Zika has spread at epidemic rates across much of Latin America and the Caribbean. The CDC has reported more than 18,000 travelers from affected regions have carried Zika to the 50 states and to U.S. territories. Mosquitoes in south Florida have spread the virus to more than 60 people and sexual transmission has also been reported.

While most people who get Zika don’t get severely ill, the virus causes devastating birth defects when a pregnant woman is affected. It can also cause neurological damage to adults –- including a paralyzing side-effect called Guillain-Barre syndrome.

Related: U.S. Reports Zika Virus Death in Puerto Rico

The virus can be found in blood, urine, semen, saliva, vaginal secretions and possibly tears.

The CDC says experts still don’t fully understand Zika, which until last year was considered a boring and obscure virus that occasionally infected people without any real consequences.

Then Brazil reported epidemics in several areas that were followed by a huge increase in birth defects in 2015. It’s not clear if the virus has somehow changed, or if doctors were simply missing the consequences of Zika infection because it had not infected large numbers of people all at once before.

The Utah team was not so mystified when the elderly patient died. He’s been to Puerto Rico, which is fighting an epidemic of Zika, and he was ill with other conditions. Even a common cold can help kill a sick and elderly patient.

But when his son also became infected, that caused concern.

Doctors have so far interviewed 19 relatives and tested blood or urine samples.

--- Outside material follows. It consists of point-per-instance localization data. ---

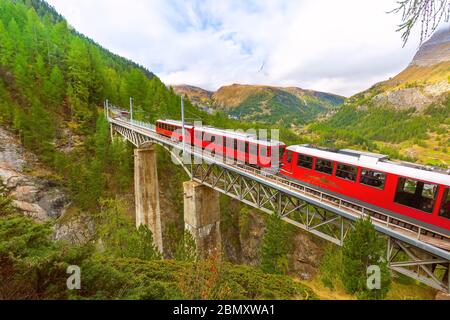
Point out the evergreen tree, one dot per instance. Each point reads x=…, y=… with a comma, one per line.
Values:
x=363, y=248
x=276, y=245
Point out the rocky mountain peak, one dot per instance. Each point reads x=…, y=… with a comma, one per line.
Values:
x=435, y=50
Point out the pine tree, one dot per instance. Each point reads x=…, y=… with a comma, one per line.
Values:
x=363, y=248
x=275, y=246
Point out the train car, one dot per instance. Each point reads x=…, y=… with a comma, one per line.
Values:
x=417, y=194
x=241, y=147
x=173, y=129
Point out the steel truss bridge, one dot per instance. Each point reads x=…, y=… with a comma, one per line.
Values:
x=411, y=250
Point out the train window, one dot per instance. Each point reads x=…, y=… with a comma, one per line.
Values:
x=416, y=194
x=346, y=172
x=305, y=161
x=324, y=166
x=373, y=178
x=242, y=146
x=445, y=207
x=263, y=151
x=289, y=157
x=254, y=149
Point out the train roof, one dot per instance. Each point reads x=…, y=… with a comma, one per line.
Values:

They noted the man who died had 100,000 times the usual amounts of virus in his blood, which then could have spilled over into other bodily fluids.

“Thirteen family contacts reported hugging and kissing the index patient’s face. Five family contacts reported being present while the index patient’s stool, urine, or vomitus was being cleaned," Mayer’s team wrote.

“Thirteen family contacts reported hugging and kissing the index patient’s face."

"Patient A reported hugging and kissing the index patient, in a similar fashion to other family contacts, and assisted hospital personnel in holding the index patient while his stool was being cleaned, but did not have direct contact with stool.”

Only the son was infected.

The team also investigated 86 health care workers and asked for more details from 238 households. No one else has shown any sign of having been infected so far.